2. Represents the dividend equivalent unit (DEU) that accrued on the Reporting Person's GSUs held as of December 9, 2024, in connection with the cash dividend that was declared by Alphabet Inc. and distributed on December 16, 2024. This DEU will vest on the same schedule as the GSUs on which the DEU accrued. Each DEU entitles the Reporting Person to receive one share of Alphabet Inc. Class C capital stock for each share underlying the DEU as each DEU vests.
3. Consists of 28 DEUs and 8,264 GSUs. Each of the DEUs and each of the GSUs entitles the Reporting Person to receive one share of Alphabet Inc. Class C capital stock for each share underlying the GSU or DEU (as applicable) as each GSU or DEU (as applicable) vests.

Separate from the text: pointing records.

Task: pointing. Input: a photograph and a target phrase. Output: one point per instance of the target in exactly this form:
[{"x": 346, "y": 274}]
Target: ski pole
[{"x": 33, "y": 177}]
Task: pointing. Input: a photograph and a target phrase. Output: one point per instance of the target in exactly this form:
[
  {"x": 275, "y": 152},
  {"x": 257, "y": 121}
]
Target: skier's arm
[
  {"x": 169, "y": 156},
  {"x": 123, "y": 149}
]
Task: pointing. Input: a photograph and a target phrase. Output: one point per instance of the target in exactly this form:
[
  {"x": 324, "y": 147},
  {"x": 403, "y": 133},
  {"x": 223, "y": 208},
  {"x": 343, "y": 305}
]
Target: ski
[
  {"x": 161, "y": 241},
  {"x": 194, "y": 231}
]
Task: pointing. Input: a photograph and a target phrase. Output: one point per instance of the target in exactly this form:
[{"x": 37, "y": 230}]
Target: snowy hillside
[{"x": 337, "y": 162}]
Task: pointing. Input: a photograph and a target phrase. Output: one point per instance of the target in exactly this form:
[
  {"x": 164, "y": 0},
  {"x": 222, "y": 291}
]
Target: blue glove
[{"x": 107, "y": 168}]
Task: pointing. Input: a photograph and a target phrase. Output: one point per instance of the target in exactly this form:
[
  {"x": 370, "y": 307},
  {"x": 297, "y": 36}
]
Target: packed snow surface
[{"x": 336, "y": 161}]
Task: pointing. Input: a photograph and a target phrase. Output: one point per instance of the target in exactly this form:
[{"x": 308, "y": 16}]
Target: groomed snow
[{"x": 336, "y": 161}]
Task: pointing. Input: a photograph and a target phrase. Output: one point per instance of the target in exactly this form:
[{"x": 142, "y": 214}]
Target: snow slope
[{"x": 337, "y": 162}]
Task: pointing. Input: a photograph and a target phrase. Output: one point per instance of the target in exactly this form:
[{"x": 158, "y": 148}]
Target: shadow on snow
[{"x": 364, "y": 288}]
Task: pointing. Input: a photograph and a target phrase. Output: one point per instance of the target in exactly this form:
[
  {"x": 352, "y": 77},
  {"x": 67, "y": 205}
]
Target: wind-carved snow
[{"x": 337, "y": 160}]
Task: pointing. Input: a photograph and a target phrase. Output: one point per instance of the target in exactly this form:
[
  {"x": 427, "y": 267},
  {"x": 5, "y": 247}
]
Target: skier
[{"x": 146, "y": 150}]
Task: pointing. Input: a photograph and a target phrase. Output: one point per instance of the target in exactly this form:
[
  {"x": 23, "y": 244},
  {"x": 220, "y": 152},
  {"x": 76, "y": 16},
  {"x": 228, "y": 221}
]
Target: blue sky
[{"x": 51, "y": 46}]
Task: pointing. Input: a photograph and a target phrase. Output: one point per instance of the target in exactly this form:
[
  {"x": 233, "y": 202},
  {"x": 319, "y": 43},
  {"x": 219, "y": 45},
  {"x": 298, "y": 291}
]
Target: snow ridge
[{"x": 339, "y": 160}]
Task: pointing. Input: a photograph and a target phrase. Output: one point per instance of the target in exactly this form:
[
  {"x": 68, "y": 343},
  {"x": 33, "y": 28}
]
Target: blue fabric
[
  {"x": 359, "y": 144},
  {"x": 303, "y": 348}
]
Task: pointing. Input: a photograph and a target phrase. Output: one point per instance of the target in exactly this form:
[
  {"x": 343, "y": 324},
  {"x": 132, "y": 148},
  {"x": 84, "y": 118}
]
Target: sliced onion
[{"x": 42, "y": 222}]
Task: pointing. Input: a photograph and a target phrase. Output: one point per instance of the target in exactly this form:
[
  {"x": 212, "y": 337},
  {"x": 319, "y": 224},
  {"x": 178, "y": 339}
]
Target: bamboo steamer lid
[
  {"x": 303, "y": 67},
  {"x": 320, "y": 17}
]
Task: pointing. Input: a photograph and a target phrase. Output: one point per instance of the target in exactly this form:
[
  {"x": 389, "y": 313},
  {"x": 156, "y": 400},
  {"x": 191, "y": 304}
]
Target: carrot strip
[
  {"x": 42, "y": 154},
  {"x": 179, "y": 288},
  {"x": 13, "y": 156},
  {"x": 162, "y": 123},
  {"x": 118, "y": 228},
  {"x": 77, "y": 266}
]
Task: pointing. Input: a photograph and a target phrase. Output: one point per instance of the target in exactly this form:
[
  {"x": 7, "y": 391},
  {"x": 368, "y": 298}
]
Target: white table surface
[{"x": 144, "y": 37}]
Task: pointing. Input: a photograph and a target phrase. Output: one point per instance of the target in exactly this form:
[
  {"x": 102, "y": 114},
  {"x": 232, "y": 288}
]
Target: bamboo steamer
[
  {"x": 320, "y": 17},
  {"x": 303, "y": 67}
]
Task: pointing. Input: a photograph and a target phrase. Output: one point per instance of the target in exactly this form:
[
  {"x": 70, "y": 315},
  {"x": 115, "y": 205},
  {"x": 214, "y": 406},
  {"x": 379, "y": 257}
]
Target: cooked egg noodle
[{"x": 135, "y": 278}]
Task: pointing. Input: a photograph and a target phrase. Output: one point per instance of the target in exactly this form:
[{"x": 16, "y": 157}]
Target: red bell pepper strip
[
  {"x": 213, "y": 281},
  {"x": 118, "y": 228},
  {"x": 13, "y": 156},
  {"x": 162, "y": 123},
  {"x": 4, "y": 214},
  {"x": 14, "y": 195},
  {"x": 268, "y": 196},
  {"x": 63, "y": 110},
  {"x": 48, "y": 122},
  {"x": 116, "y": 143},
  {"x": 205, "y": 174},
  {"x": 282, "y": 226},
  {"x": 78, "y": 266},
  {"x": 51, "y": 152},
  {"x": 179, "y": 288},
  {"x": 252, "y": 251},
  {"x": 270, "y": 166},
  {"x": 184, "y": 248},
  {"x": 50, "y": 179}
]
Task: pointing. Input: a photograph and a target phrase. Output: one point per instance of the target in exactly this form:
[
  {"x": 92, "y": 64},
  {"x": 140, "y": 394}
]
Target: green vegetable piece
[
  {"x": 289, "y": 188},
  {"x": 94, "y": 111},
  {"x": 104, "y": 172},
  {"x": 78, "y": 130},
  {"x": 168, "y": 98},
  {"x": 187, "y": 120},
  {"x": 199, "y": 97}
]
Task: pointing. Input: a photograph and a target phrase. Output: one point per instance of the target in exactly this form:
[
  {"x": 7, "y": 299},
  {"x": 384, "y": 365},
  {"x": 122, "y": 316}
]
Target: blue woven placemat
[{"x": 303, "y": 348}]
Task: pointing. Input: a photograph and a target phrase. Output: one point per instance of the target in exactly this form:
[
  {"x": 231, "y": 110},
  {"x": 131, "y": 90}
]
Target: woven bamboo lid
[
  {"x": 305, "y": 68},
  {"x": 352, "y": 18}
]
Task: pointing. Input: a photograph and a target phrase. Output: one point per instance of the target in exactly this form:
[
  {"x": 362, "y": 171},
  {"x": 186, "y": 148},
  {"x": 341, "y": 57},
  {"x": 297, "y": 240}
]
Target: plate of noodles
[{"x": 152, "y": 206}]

4. 1/18th of the grant will vest on the 25th day of the month starting on March 25, 2025; 1/36th of the grant will vest on the 25th day of each month starting on March 25, 2026; and 1/36th of the grant will vest on March 1, 2027, subject to continued employment on each vesting date.
5. Consists of 82 DEUs and 24,294 GSUs. Each of the DEUs and each of the GSUs entitles the Reporting Person to receive one share of Alphabet Inc. Class C capital stock for each share underlying the GSU or DEU (as applicable) as each GSU or DEU (as applicable) vests.
Remarks:
Sale transactions reported in this Form 4 were effected pursuant to a Rule 10b5-1 Trading Plan adopted by the Reporting Person on May 31, 2024.
/s/ Valentina Margulis, as Attorney-in-Fact for Amie Thuener O'Toole 12/17/2024
** Signature of Reporting Person Date
Reminder: Report on a separate line for each class of securities beneficially owned directly or indirectly.
* If the form is filed by more than one reporting person, see Instruction 4 (b)(v).
** Intentional misstatements or omissions of facts constitute Federal Criminal Violations See 18 U.S.C. 1001 and 15 U.S.C. 78ff(a).
Note: File three copies of this Form, one of which must be manually signed. If space is insufficient, see Instruction 6 for procedure.
Persons who respond to the collection of information contained in this form are not required to respond unless the form displays a currently valid OMB Number.